高密度(约1.4 × 10)分离细胞(单细胞)5/厘米2)使用Rho激酶(ROCK)抑制剂或JAK抑制剂1在Matrigel包覆聚苯乙烯板上培养,其早期24 h的单细胞电镀效率较高。此外,hPSCs可以在人重组laminin-512包覆聚苯乙烯表面的NCM上培养,而无需使用ROCK抑制剂,在这种生长条件下的hPSCs一般具有遗传稳定性和多能性[3]。

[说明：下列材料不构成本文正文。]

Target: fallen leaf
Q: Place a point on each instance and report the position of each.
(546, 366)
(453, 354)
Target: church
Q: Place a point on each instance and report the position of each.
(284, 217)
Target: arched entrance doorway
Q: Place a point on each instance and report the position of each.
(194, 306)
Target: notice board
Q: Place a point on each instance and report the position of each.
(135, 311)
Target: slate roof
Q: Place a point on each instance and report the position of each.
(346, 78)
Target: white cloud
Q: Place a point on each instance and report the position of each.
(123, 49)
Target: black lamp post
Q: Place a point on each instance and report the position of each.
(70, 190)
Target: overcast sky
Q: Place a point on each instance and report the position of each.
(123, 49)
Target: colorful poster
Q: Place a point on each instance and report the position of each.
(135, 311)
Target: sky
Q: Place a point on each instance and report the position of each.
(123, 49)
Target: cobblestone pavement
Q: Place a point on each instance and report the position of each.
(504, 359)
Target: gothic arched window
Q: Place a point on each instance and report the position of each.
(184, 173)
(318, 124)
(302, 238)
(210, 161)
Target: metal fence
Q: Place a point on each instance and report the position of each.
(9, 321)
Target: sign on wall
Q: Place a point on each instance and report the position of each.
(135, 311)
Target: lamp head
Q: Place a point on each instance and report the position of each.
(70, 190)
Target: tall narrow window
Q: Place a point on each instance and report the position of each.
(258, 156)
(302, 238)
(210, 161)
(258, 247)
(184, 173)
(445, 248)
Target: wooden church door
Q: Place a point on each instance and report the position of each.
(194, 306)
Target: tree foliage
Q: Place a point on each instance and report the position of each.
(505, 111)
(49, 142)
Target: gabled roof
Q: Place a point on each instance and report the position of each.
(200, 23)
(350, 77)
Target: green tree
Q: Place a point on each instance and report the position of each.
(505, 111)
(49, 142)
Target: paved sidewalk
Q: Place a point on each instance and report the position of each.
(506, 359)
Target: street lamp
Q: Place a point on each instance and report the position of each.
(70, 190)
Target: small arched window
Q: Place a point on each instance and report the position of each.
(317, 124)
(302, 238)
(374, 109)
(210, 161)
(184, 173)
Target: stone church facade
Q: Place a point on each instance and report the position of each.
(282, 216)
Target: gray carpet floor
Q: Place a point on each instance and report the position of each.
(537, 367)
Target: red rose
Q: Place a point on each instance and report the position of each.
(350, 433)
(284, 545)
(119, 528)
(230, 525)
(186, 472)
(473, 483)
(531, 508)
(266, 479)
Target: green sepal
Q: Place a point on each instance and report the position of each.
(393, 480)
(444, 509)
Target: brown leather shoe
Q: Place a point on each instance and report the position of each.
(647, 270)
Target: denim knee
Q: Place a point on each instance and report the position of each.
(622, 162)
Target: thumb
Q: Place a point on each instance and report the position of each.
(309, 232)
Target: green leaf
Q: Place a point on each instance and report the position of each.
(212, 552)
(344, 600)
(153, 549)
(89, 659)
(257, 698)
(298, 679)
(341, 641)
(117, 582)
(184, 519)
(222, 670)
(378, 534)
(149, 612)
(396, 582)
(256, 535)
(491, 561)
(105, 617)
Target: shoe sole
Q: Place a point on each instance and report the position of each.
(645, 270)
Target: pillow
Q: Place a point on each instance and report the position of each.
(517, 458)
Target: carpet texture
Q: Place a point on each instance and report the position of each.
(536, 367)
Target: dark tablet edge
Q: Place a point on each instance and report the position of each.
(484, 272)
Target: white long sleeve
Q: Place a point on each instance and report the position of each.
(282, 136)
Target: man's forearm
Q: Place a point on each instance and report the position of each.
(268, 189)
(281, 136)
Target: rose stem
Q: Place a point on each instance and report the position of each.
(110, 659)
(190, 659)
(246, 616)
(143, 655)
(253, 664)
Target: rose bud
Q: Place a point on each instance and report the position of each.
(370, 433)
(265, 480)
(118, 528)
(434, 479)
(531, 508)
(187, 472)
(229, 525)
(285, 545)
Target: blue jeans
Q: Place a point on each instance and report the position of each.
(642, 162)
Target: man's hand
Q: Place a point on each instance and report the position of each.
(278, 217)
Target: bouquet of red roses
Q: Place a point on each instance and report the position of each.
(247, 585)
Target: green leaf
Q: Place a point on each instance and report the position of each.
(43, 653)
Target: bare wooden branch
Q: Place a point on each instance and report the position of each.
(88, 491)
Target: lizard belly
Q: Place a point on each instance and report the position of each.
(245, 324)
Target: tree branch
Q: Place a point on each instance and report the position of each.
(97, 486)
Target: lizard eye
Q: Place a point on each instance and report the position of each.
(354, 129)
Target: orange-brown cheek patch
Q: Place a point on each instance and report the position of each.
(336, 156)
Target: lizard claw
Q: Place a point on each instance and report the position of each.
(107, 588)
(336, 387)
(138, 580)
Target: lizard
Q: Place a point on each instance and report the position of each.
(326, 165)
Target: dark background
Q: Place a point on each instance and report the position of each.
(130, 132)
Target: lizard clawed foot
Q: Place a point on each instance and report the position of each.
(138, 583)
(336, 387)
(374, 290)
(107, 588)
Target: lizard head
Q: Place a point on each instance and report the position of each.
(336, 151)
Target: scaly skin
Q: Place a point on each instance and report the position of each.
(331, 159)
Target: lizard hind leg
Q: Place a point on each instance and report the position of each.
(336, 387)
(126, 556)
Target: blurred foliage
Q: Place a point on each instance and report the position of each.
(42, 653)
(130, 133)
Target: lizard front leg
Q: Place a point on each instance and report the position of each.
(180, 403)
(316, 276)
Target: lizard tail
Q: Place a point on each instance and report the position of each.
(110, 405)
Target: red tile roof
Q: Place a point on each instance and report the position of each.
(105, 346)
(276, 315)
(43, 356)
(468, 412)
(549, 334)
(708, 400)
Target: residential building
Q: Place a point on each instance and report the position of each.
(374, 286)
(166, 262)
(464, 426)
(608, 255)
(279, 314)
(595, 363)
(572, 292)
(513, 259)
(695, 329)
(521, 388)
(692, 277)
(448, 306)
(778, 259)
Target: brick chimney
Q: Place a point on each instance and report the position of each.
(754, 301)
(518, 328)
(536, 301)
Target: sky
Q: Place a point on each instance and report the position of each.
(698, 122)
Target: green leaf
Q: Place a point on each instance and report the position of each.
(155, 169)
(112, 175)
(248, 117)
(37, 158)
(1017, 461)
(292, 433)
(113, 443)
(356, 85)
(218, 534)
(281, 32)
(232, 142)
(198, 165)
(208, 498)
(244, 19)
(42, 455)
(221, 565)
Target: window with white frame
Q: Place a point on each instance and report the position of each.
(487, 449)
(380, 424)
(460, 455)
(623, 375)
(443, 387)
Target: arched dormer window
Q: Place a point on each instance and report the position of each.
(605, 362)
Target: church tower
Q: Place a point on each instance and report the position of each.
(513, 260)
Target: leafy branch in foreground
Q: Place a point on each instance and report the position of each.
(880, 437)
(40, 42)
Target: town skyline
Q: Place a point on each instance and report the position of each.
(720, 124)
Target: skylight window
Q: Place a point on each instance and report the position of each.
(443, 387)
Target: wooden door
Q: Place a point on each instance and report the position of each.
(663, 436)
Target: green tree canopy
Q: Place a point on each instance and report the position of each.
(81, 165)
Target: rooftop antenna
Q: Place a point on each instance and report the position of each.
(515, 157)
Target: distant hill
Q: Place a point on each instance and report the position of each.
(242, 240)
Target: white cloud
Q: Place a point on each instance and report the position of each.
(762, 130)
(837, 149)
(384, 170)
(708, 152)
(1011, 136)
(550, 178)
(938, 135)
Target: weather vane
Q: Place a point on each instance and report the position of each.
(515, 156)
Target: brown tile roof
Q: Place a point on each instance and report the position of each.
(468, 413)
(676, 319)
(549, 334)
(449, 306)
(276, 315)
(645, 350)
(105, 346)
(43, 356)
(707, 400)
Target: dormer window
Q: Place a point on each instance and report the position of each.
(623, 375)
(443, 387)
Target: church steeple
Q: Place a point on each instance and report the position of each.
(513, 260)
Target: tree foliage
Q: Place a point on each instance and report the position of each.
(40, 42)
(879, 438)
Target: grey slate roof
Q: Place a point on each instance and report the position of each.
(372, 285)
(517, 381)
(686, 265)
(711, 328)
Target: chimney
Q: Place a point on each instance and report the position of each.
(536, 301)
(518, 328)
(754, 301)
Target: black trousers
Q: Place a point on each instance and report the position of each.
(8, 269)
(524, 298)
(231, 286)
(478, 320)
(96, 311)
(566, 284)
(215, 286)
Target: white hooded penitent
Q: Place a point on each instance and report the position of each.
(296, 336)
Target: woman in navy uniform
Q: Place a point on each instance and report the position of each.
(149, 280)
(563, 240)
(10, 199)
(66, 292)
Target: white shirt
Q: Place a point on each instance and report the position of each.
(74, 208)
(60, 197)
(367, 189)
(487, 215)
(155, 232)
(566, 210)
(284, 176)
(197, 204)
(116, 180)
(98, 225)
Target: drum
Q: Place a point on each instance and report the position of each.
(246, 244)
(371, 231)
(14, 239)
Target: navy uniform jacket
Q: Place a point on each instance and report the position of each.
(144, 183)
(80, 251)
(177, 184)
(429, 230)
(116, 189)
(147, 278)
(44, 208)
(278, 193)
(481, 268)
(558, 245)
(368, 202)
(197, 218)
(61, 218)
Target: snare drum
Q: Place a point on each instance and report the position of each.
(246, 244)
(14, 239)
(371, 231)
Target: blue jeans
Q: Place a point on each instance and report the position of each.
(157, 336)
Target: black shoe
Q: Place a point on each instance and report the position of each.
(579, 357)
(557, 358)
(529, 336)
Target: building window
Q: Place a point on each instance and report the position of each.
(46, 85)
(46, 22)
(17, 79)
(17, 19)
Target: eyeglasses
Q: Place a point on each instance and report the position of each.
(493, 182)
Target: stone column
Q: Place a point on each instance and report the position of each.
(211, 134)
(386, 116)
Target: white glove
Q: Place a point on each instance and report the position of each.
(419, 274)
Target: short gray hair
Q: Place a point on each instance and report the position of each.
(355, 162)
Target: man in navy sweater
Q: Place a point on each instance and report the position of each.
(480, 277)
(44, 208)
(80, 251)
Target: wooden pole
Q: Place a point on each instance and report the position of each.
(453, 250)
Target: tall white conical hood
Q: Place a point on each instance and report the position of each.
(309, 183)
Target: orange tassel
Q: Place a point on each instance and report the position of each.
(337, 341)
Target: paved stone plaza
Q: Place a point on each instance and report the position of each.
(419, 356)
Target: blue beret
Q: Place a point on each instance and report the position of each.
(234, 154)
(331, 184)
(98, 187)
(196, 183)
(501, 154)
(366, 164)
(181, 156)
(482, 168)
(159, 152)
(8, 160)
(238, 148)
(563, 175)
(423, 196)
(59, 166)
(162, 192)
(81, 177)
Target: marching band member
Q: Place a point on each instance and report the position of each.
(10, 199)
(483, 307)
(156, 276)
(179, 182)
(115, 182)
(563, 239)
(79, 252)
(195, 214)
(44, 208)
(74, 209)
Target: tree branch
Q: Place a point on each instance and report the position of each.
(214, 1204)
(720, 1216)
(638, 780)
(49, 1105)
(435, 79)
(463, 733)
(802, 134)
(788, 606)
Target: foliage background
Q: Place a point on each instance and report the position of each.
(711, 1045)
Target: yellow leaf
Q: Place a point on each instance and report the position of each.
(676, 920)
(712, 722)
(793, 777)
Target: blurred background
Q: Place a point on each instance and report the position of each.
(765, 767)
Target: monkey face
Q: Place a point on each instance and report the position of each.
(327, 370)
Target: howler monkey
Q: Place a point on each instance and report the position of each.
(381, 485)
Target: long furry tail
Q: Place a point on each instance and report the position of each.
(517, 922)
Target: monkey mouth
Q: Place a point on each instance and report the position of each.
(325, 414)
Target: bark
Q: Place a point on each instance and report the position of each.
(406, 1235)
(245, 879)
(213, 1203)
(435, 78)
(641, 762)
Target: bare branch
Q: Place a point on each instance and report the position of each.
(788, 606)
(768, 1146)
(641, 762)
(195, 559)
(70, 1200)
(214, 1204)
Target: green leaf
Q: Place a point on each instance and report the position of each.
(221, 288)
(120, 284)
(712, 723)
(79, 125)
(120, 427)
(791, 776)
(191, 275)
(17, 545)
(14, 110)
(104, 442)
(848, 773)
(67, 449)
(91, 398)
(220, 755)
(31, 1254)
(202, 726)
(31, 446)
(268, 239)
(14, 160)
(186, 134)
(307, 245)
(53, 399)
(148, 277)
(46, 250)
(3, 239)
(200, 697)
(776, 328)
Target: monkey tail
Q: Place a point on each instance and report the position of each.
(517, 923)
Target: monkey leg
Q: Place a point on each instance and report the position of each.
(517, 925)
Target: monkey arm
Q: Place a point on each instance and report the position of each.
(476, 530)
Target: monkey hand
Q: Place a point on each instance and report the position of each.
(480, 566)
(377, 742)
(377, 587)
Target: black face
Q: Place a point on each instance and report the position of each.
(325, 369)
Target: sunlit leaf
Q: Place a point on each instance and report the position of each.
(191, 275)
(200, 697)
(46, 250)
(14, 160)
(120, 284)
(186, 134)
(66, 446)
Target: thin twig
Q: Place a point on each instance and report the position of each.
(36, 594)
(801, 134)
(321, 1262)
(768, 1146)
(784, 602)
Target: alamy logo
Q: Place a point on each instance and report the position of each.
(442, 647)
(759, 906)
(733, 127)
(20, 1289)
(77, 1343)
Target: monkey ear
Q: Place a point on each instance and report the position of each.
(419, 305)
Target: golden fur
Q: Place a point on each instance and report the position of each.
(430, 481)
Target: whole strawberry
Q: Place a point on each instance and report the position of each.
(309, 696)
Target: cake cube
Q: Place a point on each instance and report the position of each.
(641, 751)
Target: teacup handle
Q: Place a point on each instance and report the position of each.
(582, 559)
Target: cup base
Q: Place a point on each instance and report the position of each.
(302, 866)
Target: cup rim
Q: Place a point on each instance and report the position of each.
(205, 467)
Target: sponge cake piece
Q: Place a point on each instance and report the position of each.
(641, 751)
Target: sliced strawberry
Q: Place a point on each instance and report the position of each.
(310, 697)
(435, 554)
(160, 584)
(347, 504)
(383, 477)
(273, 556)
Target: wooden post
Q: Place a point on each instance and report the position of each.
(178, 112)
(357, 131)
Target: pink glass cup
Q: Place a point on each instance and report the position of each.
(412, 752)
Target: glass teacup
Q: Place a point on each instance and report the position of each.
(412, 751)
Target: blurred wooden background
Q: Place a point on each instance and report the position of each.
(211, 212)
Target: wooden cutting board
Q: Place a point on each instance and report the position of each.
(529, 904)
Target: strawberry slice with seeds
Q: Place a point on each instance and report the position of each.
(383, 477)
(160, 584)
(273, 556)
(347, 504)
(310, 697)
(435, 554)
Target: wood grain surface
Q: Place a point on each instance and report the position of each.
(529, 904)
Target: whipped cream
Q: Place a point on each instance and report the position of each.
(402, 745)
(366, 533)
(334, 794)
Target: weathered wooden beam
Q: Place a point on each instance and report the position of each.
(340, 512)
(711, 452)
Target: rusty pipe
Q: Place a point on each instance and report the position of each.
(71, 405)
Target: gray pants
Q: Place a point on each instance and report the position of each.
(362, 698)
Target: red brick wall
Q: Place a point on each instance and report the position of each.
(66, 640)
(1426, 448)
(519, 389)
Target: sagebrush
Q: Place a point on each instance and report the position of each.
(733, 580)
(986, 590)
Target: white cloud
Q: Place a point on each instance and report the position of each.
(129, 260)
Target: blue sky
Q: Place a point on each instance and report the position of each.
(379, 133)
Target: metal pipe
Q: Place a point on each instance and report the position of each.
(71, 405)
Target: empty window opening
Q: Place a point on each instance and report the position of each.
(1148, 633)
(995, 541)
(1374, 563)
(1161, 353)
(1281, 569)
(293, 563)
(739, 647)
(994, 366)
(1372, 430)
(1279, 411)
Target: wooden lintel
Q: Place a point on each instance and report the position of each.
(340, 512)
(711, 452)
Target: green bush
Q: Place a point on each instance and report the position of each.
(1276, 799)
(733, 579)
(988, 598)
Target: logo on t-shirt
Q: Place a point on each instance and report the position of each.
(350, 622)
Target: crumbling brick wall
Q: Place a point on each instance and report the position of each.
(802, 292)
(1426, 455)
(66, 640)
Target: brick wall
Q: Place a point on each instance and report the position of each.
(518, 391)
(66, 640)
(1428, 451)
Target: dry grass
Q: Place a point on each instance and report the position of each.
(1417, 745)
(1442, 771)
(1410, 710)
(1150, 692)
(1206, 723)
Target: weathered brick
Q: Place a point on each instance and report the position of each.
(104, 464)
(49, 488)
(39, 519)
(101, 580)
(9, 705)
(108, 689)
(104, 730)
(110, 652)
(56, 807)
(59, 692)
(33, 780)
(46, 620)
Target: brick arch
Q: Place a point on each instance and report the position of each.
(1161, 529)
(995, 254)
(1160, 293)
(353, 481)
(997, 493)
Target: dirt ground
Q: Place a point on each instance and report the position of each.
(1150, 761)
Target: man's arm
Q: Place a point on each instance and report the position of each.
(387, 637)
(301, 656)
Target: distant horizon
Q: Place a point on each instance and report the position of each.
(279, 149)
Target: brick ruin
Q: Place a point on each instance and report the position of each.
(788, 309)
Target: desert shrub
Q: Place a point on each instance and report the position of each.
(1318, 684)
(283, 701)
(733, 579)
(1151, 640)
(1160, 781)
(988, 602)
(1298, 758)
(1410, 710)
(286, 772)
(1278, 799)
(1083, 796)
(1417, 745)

这种培养的优点是无需喂养,生长速率可调,产生均匀的hPSCs,细胞快速生长,细胞在低温保存后快速(2-4天)恢复(与集落培养1 - 3周相比)。特别是,用NCM培养的hPSCs对畸胎瘤的形成非常有效,如果以块状[2]生长,可以转化为集落型培养。
批量培养是一个部分封闭的系统,其中大部分所需的物质被装载到生物反应器容器中,只有气体交换和pH值调整所需的物质被添加或去除。
灌注培养是一种通过灌注不断提供新的培养基,并将消耗的培养基除去,从而形成恒定的培养环境,使细胞培养时间更长的培养方法。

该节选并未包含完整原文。